Sir Archibald Geikie has called attention to the swiftness with which the structure of the coral polyp's skeleton is effaced from the foundation and a compact mass of rock put in its place. The sea-water's chemical and dissolving action, and the vast amount of mud and sand produced by the breakers are chiefly responsible for this. As the rock is being formed it is always being cemented. On the portion of a reef laid dry at low water, the coral rock looks in many places as solid and old as some of the ancient white limestones and marbles of the land. In pools where a current of water keeps the grains of coral sand in motion, each grain may be seen to be rounded.

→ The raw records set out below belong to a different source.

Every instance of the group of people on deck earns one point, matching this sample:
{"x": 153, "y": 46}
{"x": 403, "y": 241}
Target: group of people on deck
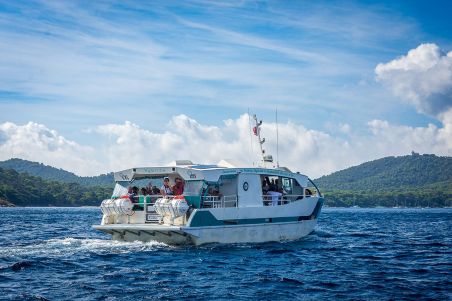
{"x": 271, "y": 189}
{"x": 166, "y": 189}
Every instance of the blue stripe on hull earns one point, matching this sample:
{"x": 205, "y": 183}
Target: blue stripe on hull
{"x": 206, "y": 218}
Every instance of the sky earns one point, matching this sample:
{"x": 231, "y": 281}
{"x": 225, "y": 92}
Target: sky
{"x": 100, "y": 86}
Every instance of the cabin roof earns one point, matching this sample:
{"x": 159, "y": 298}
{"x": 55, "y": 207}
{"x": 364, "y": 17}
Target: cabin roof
{"x": 207, "y": 172}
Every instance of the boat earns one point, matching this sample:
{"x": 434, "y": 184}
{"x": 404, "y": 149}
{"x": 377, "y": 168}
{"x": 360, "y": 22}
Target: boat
{"x": 219, "y": 203}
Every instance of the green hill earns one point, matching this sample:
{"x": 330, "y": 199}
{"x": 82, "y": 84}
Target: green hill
{"x": 21, "y": 189}
{"x": 416, "y": 180}
{"x": 54, "y": 174}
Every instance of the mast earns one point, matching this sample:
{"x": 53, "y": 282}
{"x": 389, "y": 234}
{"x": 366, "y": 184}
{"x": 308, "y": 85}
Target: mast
{"x": 257, "y": 132}
{"x": 277, "y": 140}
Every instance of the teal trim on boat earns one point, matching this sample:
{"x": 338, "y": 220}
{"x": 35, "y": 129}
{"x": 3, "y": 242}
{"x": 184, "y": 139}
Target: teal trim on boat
{"x": 204, "y": 219}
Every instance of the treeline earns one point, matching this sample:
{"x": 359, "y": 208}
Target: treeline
{"x": 391, "y": 173}
{"x": 22, "y": 189}
{"x": 406, "y": 181}
{"x": 55, "y": 174}
{"x": 389, "y": 198}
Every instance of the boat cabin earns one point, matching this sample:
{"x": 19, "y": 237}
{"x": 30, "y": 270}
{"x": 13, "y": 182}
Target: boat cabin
{"x": 213, "y": 186}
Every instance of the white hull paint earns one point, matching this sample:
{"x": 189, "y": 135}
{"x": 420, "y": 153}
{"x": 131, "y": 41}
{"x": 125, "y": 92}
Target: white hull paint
{"x": 252, "y": 233}
{"x": 249, "y": 233}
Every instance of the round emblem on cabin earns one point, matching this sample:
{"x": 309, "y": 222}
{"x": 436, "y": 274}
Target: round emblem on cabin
{"x": 245, "y": 186}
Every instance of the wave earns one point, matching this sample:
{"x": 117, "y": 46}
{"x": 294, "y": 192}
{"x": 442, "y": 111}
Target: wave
{"x": 70, "y": 246}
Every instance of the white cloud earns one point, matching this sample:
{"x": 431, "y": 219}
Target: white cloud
{"x": 36, "y": 142}
{"x": 312, "y": 152}
{"x": 423, "y": 77}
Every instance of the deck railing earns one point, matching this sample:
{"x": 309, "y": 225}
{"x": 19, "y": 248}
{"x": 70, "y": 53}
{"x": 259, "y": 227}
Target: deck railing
{"x": 275, "y": 200}
{"x": 219, "y": 201}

This is because on each particle of coral the dissolved carbonate of lime in the water is always being deposited (like the sediment in the bottom of a kettle). A mass of these rounded or egg-like grains all gathered together in a lump is called oolite, from the Greek word "oon" (Latin "ovum"), an egg. In many limestones, now forming parts of agricultural land, this oolitic structure is strikingly shown, and there can be no doubt that in such cases it was produced just as now coral reefs are being formed before our eyes. In the coral tracts of the Pacific Ocean there are nearly three hundred coral islands, besides extensive reefs round volcanic islands. Others occur in the Indian Ocean. Coral reefs abound in the West Indian seas, where in many of the islands they have been upraised into dry land—in Cuba to a height of 1100 feet above the sea-level. The Great Barrier Reef that fronts the north-eastern coast of Australia is 1250 miles long and from ten to ninety miles broad.
It will thus be seen that, apart from any other consideration, the animals of past ages leave permanent records of their existence merely by the accumulation of their dead bodies. Nevertheless, alike on land and on sea, the proportions of organic remains thus sealed and preserved is only a small part of the total population of plants and animals living at any given time.